Indie-Rock

Sportfreunde Stiller liefern gute Show mit schwachen Songs

Sportfreunde Stiller feiern ihr 20-jähriges Bestehen. Die aktuelle Tour führt sie auch in die Columbiahalle. Ein nostalgischer Abend.

Sportfeunde Stiller beim Jubiläumskonzert in der Berliner Columbiahalle

Sportfeunde Stiller beim Jubiläumskonzert in der Berliner Columbiahalle

Foto: POP-EYE / Ben Kriemann / POP-EYE

Es gibt viele Bands, die über die Jahrzehnte hinweg gemeinsam mit ihren Fans altern. Sportfreunde Stiller aus Rosenheim feiern dieses Jahr ihr 20-jähriges Bestehen. Der Bandname ist Hans Stiller zu verdanken, seinerzeit Trainer beim Bezirksligaverein SV Germering, bei dem die Gründungsmitglieder einst Fußball spielten. Pünktlich zum Jubiläum erschien das siebte Studioalbum „Sturm und Stille“, das am Mittwoch in der Columbiahalle vorgestellt wurde.

Zum Auftakt spielen die Sportfreunde Stiller das gitarrenlastige „Auf in den Rausch“. Das Publikum schunkelt, vereinzelt wird eine Faust rhythmisch in die Luft gestoßen. Der Opener des neuen Albums lässt erahnen, warum die Platte keinen guten Start hatte. „Mit einem Meer aus Lampions leuchte ich die Straßen aus / Kind und Kegel, Mann und Maus - alle da, das volle Haus“ ist ein seltsam hohler Reim.

Aber die Band wurde schon immer mehr für ihre guten Liveauftritte gefeiert als für ausgefeiltes Songwriting.
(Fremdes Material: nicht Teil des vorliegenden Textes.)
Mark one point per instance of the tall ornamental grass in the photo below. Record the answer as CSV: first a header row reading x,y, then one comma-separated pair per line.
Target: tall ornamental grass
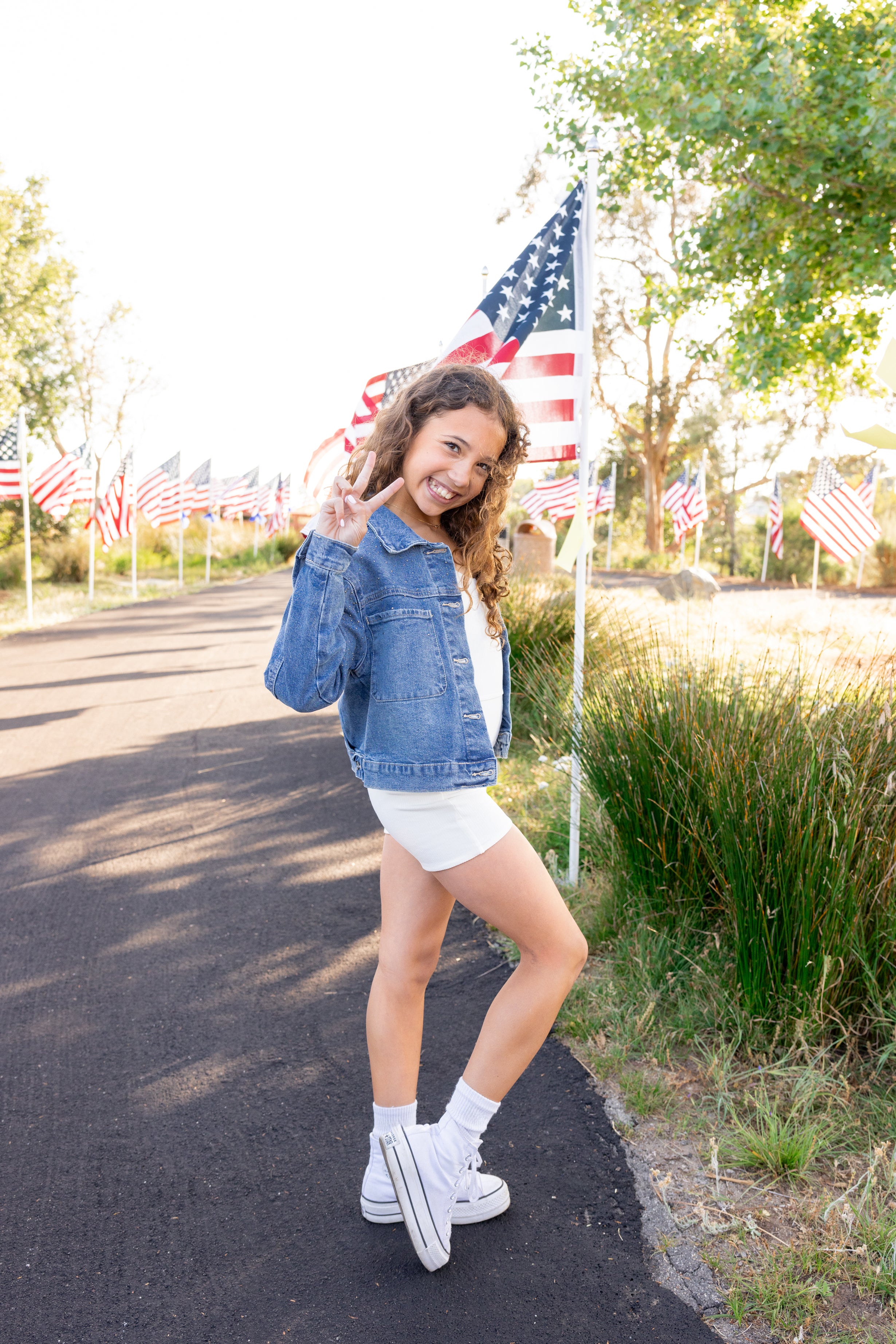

Das Sänger Peter Brugger nicht wirklich singen kann, was er selbst auch freimütig zugibt, ist bei einer Band, deren Songs zum Mitsingen in Stadien gedacht sind, erstmal gar nicht schlimm. Aber nach dem dritten Refrain mit „ohoho“ und „heyheyhey“ ist die Stimmung im Saal eher verhalten. Erst mit „Ein Kompliment“ springt der Funke über.

Haarscharf vorbei am Schlager

Das zehn Jahre später erschienene „Applaus Applaus“ folgt und zeigt, was sich an der Band verändert hat. Früher handelten die Songs von Liebe, Freundschaft und Bier. Gerade die Liebeslieder wirkten rührend unbeholfen. „Ich wollte dir nur mal eben sagen dass du das Größte für mich bist“ heißt es im Refrain von „Ein Kompliment“, die Nachfolger „Applaus Applaus“ und „Das Geschenk“ klingen wie weichgespülte Neuauflagen. Das ist haarscharf vorbei am Schlager.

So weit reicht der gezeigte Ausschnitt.